The analysis employs three distinct models to predict customer interest in vehicle insurance: Logistic Regression, Random Forest, and a Neural Network. Each model offers unique insights into customer behavior and preferences.

### Neural Network: The Slight Edge
The Neural Network emerges as the top performer with an ROC AUC of 0.8465 and an impressive accuracy of 72.39%. This suggests that complex, non-linear relationships within the data are captured effectively by this model. However, its slight edge over simpler models raises questions about the trade-off between performance and interpretability.

### Logistic Regression: Simplicity Meets Effectiveness
Close behind, the Logistic Regression model achieves an ROC AUC of 0.8403. Its standout feature is the highest F1 Score of 0.4019, indicating a well-balanced precision and recall. This balance is crucial for optimizing marketing efforts, ensuring we capture a good proportion of interested customers without excessive false positives.

### Random Forest: Robust but Not Superior
The Random Forest model, while robust, doesn't outperform its counterparts with an ROC AUC of 0.8327. However, its ability to handle non-linear relationships and feature interactions shouldn't be overlooked in our overall strategy.
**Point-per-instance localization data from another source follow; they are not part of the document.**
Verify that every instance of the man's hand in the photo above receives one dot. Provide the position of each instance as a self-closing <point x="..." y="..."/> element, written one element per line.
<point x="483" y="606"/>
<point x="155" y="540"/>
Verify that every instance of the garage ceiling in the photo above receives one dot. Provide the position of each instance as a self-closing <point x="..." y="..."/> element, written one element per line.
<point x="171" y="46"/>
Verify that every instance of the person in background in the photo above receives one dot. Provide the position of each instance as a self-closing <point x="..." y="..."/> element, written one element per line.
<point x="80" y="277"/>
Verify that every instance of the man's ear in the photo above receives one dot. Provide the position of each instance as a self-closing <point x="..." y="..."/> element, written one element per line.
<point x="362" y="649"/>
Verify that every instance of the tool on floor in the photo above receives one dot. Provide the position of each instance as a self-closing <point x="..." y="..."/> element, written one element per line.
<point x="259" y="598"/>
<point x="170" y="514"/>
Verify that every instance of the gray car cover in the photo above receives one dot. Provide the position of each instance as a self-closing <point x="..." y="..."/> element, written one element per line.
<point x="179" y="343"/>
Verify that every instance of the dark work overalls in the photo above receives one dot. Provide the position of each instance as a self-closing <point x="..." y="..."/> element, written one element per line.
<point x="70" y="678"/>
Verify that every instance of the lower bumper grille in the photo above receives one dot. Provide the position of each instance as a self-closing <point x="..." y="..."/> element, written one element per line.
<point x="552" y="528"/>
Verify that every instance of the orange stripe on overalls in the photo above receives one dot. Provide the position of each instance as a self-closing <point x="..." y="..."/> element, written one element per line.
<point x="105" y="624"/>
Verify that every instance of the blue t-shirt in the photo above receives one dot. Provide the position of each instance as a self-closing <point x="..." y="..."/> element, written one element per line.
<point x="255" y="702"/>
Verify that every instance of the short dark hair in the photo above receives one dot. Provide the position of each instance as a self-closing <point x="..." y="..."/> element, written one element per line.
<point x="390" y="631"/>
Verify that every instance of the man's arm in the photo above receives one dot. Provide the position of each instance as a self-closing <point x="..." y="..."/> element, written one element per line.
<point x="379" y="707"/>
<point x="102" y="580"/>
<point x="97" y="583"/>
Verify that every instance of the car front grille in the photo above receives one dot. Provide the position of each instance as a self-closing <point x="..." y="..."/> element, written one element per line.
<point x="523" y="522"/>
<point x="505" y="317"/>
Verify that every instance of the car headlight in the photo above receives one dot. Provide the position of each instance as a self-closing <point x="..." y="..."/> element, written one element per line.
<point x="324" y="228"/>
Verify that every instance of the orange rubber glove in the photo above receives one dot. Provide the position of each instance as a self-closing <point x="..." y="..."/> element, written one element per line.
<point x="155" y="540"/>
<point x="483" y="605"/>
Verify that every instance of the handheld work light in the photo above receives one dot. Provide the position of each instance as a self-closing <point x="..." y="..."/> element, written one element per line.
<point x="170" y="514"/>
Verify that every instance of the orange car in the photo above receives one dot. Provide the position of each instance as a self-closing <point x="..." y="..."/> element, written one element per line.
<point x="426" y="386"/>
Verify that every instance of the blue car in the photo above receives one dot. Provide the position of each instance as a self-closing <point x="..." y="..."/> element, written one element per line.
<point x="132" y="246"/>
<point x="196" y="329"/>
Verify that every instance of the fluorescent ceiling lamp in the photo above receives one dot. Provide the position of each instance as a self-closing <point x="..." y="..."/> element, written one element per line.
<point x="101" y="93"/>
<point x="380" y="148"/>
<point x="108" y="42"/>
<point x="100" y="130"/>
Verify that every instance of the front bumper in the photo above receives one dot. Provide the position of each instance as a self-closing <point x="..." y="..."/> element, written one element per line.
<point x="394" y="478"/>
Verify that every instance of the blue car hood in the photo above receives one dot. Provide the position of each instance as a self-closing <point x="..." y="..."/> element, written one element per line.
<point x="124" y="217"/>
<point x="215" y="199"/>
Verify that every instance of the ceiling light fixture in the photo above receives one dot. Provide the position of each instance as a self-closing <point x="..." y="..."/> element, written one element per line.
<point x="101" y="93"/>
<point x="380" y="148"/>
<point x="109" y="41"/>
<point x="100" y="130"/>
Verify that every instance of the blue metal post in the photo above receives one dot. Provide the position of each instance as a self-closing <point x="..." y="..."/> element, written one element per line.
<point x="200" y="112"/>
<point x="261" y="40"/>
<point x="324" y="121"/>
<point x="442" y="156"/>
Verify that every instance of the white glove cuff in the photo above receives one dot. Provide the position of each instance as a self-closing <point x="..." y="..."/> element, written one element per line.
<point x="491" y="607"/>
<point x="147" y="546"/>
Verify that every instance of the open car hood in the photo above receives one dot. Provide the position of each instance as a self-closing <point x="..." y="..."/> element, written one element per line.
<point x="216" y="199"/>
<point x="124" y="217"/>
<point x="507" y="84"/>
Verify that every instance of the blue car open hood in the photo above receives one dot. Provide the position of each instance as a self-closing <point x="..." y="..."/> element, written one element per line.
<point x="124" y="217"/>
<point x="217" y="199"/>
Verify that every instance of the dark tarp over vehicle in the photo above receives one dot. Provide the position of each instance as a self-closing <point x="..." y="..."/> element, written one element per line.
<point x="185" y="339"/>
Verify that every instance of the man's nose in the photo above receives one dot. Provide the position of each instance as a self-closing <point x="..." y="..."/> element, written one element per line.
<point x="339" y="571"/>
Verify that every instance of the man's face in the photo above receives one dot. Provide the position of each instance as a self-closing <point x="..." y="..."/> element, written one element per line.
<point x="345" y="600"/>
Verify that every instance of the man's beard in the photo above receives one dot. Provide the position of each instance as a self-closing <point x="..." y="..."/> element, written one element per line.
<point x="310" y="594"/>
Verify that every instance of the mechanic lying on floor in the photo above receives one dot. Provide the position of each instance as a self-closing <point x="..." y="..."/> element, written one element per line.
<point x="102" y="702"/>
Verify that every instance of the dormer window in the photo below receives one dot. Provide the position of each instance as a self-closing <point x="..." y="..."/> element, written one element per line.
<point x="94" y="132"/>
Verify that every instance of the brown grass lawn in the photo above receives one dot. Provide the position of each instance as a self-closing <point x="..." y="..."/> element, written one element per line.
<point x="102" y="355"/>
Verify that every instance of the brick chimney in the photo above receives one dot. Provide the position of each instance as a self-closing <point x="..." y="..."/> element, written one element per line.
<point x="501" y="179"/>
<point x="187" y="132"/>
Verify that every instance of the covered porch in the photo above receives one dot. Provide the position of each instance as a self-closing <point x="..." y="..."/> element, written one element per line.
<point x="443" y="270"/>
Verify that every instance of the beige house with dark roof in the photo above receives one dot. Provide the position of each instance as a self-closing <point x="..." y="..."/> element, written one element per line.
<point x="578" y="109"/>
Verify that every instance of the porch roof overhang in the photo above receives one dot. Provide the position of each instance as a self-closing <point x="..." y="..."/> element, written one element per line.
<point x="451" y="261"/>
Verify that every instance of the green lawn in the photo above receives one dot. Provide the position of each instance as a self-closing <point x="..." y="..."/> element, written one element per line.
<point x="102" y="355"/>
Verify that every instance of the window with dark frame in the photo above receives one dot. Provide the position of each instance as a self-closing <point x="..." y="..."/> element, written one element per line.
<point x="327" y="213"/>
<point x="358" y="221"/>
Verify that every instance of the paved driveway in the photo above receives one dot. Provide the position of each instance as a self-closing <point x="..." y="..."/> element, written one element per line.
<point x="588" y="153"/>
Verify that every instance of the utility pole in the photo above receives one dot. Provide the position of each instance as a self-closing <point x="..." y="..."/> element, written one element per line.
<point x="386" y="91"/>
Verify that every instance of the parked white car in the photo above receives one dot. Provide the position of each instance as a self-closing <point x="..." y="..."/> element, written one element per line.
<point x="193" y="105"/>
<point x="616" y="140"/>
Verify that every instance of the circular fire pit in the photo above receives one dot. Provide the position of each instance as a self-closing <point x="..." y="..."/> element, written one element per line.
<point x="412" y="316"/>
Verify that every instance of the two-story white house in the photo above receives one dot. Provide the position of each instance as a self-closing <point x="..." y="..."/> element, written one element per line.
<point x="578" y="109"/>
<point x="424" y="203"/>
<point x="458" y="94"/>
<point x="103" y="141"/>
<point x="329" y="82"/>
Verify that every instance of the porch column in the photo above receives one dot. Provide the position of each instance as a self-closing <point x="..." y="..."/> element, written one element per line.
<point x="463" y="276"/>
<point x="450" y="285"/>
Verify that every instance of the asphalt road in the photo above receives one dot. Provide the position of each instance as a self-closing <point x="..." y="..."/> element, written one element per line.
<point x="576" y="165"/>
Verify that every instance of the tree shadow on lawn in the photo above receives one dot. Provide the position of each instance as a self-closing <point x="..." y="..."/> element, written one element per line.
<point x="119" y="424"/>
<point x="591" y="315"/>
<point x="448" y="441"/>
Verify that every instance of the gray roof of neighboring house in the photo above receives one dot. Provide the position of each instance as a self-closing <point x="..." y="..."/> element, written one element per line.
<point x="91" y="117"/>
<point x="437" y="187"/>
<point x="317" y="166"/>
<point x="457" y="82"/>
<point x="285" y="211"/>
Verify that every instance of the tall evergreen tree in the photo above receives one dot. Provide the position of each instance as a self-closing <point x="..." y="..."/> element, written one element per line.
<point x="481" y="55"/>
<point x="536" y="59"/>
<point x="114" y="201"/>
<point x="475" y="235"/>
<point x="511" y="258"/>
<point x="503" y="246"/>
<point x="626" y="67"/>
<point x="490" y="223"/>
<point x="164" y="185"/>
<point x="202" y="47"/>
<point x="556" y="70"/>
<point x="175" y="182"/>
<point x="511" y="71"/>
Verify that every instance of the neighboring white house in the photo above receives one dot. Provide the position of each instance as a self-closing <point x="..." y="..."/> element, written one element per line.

### Business Insights and Strategic Implications
The similar performance across models unveils several key insights for our insurance cross-selling strategy:

1. Targeted Marketing Potential: With prediction accuracies exceeding 70%, we have a solid foundation for more targeted marketing campaigns. This precision allows for significant improvements in marketing efficiency and potential cost savings.
2. Conservative Prediction Approach: All models demonstrate a tendency towards false positives rather than false negatives. In practical terms, this means we're more likely to market to uninterested customers than to miss potentially interested ones. While this ensures comprehensive coverage, it also suggests room for fine-tuning to reduce unnecessary marketing spend.
3. Customer Segmentation Opportunities: The models' predictive capabilities enable more sophisticated customer segmentation. We can now tailor our communication strategies and product offerings based on the likelihood of interest in vehicle insurance, potentially leading to higher conversion rates and customer satisfaction.
4. Balancing Complexity and Interpretability: While the Neural Network shows slightly superior performance, the Logistic Regression model offers a compelling balance between predictive power and interpretability. This balance is crucial for stakeholder buy-in and for deriving actionable insights from the model's predictions.

## Recommended Action Plan
Given these insights, we propose the following action plan:

1. **Implement Logistic Regression Model**: Deploy the Logistic Regression model as our primary predictive tool. Its balance of performance and interpretability makes it ideal for initial implementation and stakeholder communication.
2. **Develop Tiered Marketing Approach**: Create a tiered marketing strategy based on predicted interest levels. High-probability customers receive more personalized, high-touch approaches, while lower-probability customers receive more general, cost-effective communications.
3. **Continuous Model Refinement**: Regularly update and refine the model with new data. Consider A/B testing different models in real-world scenarios to validate their performance beyond mere statistical metrics.
4. **Investigate Feature Importance**: Conduct a deep dive into the features driving predictions in the Logistic Regression model. Use these insights to inform product development and marketing messaging.
5. **Cross-Functional Collaboration**: Foster collaboration between the data science team and marketing department to ensure model insights are effectively translated into actionable marketing strategies.

By implementing this data-driven approach, we position ourselves to significantly enhance our cross-selling effectiveness, optimize our marketing expenditure, and ultimately drive growth in our vehicle insurance portfolio among our existing health insurance customer base.